Engineering Contradictions & Design Principles
Engineering Contradiction Analysis
1Productivity
If manual operator input is used to set measurement conditions, then operator control and flexibility are maintained, but measurement efficiency and productivity are reduced
Solution Approach 1:
The system automatically sets measurement conditions by having the measurement condition setting unit infer conditions directly from ultrasound image data using a trained model, eliminating the need for manual operator input and significantly improving measurement efficiency while maintaining accurate and context-appropriate measurement settings
Solution Approach 2:
The patent replaces the manual mechanical process of operator input with an automated inference system using machine learning models that process ultrasound image data to determine appropriate measurement conditions, thereby increasing productivity without sacrificing measurement accuracy
2Productivity
If automated measurement condition setting is implemented using a trained model, then measurement efficiency and productivity are improved, but device complexity increases
Solution Approach 1:
The system performs preliminary training of the machine learning model using labeled ultrasound image data and measurement conditions before deployment.

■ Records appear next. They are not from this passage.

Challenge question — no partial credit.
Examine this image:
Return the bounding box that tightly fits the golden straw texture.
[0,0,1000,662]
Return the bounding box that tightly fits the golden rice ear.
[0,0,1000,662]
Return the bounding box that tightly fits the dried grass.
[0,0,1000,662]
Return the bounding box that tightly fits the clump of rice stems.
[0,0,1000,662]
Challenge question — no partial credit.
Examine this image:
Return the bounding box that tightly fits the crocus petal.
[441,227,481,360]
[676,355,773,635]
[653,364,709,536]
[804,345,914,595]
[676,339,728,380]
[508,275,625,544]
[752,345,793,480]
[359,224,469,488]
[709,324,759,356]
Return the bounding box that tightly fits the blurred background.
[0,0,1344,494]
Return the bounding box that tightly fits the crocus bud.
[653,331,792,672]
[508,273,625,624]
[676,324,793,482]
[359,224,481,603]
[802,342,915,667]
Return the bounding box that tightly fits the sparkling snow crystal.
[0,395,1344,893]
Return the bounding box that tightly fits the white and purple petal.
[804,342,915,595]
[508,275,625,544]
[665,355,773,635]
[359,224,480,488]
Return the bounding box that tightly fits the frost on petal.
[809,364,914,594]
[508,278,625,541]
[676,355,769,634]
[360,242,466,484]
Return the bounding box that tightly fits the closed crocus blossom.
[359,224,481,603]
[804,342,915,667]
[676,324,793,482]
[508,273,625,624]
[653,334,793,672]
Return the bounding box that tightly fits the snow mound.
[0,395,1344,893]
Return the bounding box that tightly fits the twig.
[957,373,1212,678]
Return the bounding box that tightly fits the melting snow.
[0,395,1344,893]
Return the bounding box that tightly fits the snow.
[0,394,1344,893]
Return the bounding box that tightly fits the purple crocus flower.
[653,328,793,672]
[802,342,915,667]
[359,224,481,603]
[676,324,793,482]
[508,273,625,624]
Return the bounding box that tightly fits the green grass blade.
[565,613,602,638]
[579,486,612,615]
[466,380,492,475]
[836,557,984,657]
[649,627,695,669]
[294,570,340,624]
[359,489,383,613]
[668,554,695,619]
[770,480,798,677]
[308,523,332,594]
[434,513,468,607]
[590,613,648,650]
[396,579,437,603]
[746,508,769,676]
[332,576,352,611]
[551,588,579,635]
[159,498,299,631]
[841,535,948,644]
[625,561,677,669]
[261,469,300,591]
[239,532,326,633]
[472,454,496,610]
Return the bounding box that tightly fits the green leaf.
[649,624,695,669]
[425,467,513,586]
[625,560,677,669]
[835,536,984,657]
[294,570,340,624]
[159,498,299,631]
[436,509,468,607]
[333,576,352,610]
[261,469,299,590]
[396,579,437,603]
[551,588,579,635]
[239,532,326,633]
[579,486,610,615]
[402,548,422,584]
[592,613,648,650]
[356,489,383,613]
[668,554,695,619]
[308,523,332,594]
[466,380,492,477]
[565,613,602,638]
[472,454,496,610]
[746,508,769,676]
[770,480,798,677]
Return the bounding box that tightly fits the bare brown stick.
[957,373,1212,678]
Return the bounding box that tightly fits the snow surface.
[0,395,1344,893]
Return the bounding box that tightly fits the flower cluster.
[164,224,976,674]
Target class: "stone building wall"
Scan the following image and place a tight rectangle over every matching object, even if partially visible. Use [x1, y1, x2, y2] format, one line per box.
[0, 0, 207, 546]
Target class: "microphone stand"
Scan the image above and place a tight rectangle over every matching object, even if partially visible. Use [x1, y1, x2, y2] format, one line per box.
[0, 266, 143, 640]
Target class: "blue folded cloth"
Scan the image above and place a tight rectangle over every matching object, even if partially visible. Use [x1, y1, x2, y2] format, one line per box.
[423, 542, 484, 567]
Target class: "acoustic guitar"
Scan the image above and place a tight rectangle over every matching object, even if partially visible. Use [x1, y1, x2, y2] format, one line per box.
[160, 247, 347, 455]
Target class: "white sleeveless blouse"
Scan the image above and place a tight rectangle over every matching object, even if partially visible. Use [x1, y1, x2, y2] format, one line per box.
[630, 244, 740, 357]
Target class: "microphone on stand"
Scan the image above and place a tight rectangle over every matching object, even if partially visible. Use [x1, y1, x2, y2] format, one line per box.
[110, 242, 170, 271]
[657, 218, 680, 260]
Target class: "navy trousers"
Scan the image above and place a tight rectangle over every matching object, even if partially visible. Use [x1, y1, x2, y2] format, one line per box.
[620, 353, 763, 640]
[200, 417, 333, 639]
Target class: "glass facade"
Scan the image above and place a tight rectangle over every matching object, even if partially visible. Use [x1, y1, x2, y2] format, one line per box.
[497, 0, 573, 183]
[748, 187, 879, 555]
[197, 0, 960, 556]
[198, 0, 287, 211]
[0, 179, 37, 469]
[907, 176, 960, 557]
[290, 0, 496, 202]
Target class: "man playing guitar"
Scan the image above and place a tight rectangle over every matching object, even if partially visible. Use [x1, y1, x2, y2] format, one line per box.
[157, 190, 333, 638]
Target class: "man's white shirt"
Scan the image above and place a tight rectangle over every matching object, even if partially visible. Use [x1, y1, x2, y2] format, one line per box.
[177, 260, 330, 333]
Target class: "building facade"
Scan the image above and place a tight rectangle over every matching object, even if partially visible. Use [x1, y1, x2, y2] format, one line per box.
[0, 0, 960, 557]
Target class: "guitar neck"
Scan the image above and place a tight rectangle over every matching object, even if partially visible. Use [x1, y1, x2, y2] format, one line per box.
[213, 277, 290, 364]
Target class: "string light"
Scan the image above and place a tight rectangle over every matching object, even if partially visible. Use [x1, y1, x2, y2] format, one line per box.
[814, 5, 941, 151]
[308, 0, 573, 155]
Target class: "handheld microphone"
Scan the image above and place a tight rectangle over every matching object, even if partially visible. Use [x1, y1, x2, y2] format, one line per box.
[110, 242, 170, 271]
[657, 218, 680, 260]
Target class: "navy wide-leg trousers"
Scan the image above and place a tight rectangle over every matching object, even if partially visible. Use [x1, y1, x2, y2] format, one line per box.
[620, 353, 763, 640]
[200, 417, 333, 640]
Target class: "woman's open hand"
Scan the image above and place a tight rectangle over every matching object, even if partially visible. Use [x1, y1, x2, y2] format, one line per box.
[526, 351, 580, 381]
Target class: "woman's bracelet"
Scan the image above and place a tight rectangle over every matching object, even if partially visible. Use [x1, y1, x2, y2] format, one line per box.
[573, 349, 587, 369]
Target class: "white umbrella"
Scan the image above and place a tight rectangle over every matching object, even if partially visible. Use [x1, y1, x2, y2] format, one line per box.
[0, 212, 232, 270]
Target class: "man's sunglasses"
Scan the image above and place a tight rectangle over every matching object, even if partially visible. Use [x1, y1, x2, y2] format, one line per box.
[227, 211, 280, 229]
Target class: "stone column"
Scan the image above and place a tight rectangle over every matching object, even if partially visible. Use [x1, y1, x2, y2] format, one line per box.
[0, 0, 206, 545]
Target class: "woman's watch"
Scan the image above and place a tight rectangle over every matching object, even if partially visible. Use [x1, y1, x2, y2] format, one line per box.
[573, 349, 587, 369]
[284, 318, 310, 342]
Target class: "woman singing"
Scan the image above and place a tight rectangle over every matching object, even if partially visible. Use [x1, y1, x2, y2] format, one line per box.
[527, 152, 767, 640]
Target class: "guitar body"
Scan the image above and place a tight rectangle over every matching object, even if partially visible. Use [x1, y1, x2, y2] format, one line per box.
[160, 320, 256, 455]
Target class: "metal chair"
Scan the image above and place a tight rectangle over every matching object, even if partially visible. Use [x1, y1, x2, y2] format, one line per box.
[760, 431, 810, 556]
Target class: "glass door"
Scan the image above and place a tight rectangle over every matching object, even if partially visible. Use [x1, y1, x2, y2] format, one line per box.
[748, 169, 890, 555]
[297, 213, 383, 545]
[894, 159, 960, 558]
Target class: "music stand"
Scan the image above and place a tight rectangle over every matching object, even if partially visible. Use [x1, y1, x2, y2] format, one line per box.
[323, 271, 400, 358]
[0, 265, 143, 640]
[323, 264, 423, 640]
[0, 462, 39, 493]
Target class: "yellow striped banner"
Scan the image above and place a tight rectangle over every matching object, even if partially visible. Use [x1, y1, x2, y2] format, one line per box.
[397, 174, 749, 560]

This pre-training phase creates a ready-to-use inference system that can automatically set measurement conditions without requiring complex real-time processing during actual measurements, thereby improving efficiency while managing complexity
Solution Approach 2:
The patent introduces a trained inference model as an intermediary between the ultrasound image data and the measurement condition setting process. This intermediary component handles the complex analysis and decision-making, allowing the rest of the system to remain relatively simple while achieving high measurement efficiency through automated condition inference
Data Source
AI summary
A generation unit that generates ultrasound image data on a subject, an inference unit that infers at least one measurement condition candidate for the ultrasound image data on the subject using a trained model trained with measurement conditions set for ultrasound image data as supervised data, a measurement condition setting unit that sets a measurement condition for the ultrasound image data on the subject using the at least one inferred measurement condition candidate, and a measurement unit that makes a measurement on the ultrasound image data on the subject based on the set measurement condition.